Um exemplo é o Grupo de Integração do Gerenciamento Costeiro, que reúne órgãos governamentais e não-governamentais, e que desde 2019 não se reúne, inclusive para tratar da revisão do Plano de Ação Federal para a Zona Costeira, um instrumento norteador de gestão territorial em escala nacional. Mesmo as áreas marinhas protegidas, que cobrem 26% das águas jurisdicionais brasileiras, tiveram grandes problemas de gestão, pela falta de investimento financeiro e em recursos humanos. Além disso, o gerenciamento de problemas crônicos como a contaminação por esgoto e atividades de base, não têm sido levados a sério no país já há muitas décadas.
Década da Ciência Oceânica
Manter os ecossistemas costeiros saudáveis é garantir saúde humana e aumentar a resiliência a desastres tais como os acidentes com óleo. Preocupações como essas têm passado longe das agendas dos governantes, o que deixa a população brasileira numa deriva eterna e sem saber onde está a bóia para se agarrar.

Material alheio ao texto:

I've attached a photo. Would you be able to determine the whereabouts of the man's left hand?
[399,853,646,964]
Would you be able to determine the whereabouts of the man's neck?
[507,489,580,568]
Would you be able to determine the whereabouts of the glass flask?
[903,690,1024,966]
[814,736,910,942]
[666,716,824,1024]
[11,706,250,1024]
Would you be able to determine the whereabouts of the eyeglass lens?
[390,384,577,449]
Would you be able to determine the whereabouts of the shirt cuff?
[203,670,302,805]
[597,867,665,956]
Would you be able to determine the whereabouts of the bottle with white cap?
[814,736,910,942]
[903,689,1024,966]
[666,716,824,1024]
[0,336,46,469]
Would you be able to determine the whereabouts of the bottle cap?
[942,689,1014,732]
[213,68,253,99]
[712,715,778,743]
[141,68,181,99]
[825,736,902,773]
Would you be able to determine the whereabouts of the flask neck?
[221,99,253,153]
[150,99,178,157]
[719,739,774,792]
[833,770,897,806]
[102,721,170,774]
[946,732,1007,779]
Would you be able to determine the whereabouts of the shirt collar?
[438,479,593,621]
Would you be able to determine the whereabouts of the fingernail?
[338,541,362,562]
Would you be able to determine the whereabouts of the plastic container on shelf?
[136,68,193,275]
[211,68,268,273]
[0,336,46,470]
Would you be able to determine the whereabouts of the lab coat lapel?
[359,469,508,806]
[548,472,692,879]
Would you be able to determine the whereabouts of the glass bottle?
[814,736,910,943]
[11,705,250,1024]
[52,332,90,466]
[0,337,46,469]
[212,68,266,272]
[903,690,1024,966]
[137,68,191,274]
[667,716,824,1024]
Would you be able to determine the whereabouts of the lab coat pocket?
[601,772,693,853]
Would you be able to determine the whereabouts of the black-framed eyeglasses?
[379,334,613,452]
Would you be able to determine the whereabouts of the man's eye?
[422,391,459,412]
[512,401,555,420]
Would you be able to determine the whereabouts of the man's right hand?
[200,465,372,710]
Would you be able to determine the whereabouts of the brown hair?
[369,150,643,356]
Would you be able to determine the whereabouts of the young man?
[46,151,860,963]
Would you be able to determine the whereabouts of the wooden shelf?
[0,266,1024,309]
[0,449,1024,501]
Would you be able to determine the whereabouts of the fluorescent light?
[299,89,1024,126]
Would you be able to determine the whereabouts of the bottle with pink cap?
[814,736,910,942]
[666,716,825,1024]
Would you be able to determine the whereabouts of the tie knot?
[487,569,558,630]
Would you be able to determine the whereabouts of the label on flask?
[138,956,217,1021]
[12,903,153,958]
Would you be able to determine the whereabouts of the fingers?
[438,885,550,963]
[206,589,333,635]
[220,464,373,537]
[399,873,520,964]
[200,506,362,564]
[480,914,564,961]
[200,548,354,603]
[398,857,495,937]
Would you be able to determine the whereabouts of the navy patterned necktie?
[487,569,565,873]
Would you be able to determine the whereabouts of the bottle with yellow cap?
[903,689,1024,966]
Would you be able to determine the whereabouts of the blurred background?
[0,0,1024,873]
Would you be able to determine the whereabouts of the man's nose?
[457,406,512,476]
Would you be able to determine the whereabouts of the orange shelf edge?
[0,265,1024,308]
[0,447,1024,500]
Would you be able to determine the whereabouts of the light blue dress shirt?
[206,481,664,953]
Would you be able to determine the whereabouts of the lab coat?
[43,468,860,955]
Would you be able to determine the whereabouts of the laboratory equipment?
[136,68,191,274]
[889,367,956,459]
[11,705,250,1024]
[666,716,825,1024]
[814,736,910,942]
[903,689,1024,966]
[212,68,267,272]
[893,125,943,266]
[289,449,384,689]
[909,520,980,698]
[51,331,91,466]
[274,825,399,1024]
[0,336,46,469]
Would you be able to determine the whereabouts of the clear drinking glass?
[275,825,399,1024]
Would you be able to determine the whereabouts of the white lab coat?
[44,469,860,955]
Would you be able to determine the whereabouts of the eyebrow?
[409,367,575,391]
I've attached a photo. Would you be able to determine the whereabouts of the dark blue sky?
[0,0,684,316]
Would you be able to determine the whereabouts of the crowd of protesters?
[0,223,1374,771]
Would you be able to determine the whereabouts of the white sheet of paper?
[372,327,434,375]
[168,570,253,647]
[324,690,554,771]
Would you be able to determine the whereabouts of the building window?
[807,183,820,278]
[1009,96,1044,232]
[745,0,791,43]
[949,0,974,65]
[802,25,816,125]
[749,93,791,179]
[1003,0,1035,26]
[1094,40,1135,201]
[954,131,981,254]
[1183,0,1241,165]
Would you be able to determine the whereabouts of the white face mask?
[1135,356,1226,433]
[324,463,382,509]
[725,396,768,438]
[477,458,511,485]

Mesmo nessas circunstâncias, uma esperança para a zona costeira e mar brasileiros está no período que se inicia em 2021: a Década da Ciência Oceânica para o Desenvolvimento Sustentável. Lançada pela Organização das Nações Unidas a fim de cumprir um dos compromissos firmados na Agenda 2030, a iniciativa propõe a realização de eventos, cursos e oficinas com foco no Objetivo de Desenvolvimento Sustentável (ODS) 14 e suas interdependências com os demais ODS.
Algumas atividades preparatórias já ocorreram este ano e a perspectiva é que seja jogada luz nos problemas e conflitos costeiros e oceânicos, visando alertar a sociedade civil sobre a importância desses sistemas. Se as décadas passadas foram de tormentas, esperamos bons ventos para o futuro.
* A Coalizão Ciência e Sociedade congrega cientistas de instituições ensino e pesquisa em todas as regiões do Brasil.
Na imagem acima, aves migratórias no Parque Nacional da Lagoa do Peixe, no Rio Grande do Sul. Foto: João Batista Cardozo/ICMBio/Divulgação.